Today -100: December 4, 1918: I have not renounced anything and I have not signed any document whatever


Germany’s former crown prince Frederick Wilhelm insists he’s still crown prince: “I have not renounced anything and I have not signed any document whatever.” But he says if Germany declares itself a republic (it has, dude), he’d be happy to return and take up a job as a simple factory worker. He says he had nothing to do with the decision to go to war. According to the AP reporter who interviewed him in Holland, “The Prince is living a very simple life now. He strolls about the island, chats with peasants, and is learning the Dutch language from a small boy.” According to the crown prince, “My hovercraft is full of eels.”

George Bernard Shaw is running for Parliament as a Labour candidate.

Former Women’s Social and Political Union (now the Women's Party) leader Christabel Pankhurst is also running, for Smethwick (near Birmingham). Lloyd George and Bonar Law prevail on the previous Coalition candidate in the constituency, Major Thompson (whose first name is evidently lost to history), to step aside. She’ll be beaten narrowly by the candidate of the Labour Party, which she will accuse during the campaign of Bolshevism; Labour will respond that it works for social reform without breaking windows or setting post boxes on fire (irrelevant side note: British post boxes were introduced by the novelist Anthony Trollope in his day job).

Theodore Roosevelt attacks Wilson’s State of the Union speech. He says if the American people have expressed any opinion on the 14 Points it was to reject them at the ballot box last month, and he denies that the Army was fighting for them: “Why, there was not one American soldier in a thousand that ever heard of them. The American Army was fighting to smash Germany.” Of the Points, he’s especially critical of freedom of the seas. “The British must, of course, keep the colonies they have conquered.” Of course.

The Allies are holding off on pressuring the Netherlands to hand over Willy Hohenzollern until Wilson arrives in Europe. They say extradition laws don’t even enter it, he should be treated as someone who doesn’t have the right to sanctuary, like a pirate or a slave trader. Meanwhile, a Catherine Callan Hayden of Chicago, whose father died on the Lusitania, applies for an arrest warrant against Willy for murder. “The only thing I object to,” she says, “is that hanging is the severest penalty which can be inflicted.”
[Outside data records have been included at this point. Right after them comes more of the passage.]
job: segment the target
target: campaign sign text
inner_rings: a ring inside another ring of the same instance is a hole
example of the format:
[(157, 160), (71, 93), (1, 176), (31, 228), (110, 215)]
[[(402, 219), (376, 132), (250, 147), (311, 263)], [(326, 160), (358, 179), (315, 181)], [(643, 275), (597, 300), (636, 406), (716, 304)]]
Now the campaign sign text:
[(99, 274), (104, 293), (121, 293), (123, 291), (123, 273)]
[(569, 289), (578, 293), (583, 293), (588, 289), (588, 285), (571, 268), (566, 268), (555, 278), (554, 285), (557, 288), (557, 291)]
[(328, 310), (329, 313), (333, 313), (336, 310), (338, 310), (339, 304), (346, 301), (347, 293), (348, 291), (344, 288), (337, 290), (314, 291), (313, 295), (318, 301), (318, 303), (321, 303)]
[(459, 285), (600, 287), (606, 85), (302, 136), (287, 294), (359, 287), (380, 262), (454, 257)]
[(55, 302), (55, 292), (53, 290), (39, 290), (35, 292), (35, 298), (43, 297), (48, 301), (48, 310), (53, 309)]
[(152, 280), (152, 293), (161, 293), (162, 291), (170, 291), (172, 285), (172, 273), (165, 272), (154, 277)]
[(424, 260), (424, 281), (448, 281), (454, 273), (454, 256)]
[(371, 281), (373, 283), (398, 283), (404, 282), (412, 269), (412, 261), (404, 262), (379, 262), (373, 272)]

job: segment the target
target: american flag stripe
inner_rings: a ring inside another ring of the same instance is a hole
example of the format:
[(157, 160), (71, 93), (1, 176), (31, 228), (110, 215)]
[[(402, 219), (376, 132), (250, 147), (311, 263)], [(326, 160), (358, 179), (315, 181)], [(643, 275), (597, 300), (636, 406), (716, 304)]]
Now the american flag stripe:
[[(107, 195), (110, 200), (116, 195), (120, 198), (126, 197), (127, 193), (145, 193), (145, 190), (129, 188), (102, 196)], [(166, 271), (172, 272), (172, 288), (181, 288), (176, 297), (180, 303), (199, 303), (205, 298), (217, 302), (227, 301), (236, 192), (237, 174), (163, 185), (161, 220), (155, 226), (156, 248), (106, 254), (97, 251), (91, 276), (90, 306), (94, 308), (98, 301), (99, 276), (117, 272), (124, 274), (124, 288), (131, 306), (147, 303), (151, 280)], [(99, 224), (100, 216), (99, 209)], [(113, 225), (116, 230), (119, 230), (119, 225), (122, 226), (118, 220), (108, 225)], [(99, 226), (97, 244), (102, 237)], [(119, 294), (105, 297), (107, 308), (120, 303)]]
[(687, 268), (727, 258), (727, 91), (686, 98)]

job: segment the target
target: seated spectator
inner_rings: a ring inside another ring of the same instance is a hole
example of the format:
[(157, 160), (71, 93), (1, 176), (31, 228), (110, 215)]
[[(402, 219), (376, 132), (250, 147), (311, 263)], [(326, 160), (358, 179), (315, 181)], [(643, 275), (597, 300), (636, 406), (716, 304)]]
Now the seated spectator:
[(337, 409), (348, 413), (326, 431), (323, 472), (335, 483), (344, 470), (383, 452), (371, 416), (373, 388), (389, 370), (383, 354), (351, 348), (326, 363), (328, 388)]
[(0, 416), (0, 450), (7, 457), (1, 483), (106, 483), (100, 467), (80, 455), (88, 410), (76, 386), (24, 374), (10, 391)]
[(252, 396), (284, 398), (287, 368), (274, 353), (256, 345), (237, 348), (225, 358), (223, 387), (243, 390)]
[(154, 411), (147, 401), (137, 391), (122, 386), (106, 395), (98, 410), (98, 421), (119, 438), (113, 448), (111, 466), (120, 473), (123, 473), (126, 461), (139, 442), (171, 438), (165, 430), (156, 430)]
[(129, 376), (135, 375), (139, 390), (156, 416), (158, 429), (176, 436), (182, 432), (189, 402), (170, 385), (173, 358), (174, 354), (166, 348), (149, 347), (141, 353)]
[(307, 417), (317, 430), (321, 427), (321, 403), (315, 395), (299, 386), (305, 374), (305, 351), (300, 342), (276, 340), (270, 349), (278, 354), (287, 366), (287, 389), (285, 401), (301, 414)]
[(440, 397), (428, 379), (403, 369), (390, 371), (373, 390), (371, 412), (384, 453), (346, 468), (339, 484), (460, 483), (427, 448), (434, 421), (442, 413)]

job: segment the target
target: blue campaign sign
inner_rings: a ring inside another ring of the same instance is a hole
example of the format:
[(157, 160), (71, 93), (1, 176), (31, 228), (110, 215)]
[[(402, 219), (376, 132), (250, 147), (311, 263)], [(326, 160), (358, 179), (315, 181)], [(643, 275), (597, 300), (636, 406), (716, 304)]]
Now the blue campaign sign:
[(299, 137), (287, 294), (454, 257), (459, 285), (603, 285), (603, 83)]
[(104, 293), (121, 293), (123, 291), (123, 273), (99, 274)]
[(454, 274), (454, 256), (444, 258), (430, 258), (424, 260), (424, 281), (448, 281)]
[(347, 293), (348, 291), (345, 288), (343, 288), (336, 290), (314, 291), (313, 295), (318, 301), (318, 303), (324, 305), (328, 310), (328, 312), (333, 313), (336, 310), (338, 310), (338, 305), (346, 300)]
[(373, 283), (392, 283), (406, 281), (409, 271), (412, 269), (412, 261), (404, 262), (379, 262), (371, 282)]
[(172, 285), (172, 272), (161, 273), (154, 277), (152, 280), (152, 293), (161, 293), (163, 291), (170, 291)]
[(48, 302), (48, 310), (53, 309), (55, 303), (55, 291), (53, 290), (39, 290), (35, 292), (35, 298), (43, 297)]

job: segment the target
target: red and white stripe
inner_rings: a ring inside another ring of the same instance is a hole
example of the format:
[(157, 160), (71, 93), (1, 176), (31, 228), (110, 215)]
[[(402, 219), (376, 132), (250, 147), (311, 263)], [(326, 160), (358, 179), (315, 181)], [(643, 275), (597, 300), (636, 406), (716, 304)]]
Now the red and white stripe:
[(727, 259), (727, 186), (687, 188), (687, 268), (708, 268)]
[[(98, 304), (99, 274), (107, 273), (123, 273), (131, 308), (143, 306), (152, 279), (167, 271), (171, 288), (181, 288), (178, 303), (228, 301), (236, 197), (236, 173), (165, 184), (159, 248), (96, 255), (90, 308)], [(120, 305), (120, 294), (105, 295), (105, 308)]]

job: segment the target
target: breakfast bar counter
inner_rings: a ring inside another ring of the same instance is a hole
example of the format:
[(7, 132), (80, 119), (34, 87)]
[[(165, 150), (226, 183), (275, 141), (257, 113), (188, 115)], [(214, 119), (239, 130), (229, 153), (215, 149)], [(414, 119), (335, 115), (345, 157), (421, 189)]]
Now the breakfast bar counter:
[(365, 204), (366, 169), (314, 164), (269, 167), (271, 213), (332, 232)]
The National War Labor Board decides that the best way to end the strike of male employees at the Cleveland Railway Company is to fire all its women employees.

Headline of the Day -100:


That’s a bit over-dramatic. Actually they mostly won’t sell stuff to Austria. Also, none of them will allow trains from what was the Austrian State Railroad to cross their new national borders in case they don’t get them back. Every country is also banning export of hard cash (they’re still using the old Austrian currency, presumably while they decide on quaint names for their new currencies).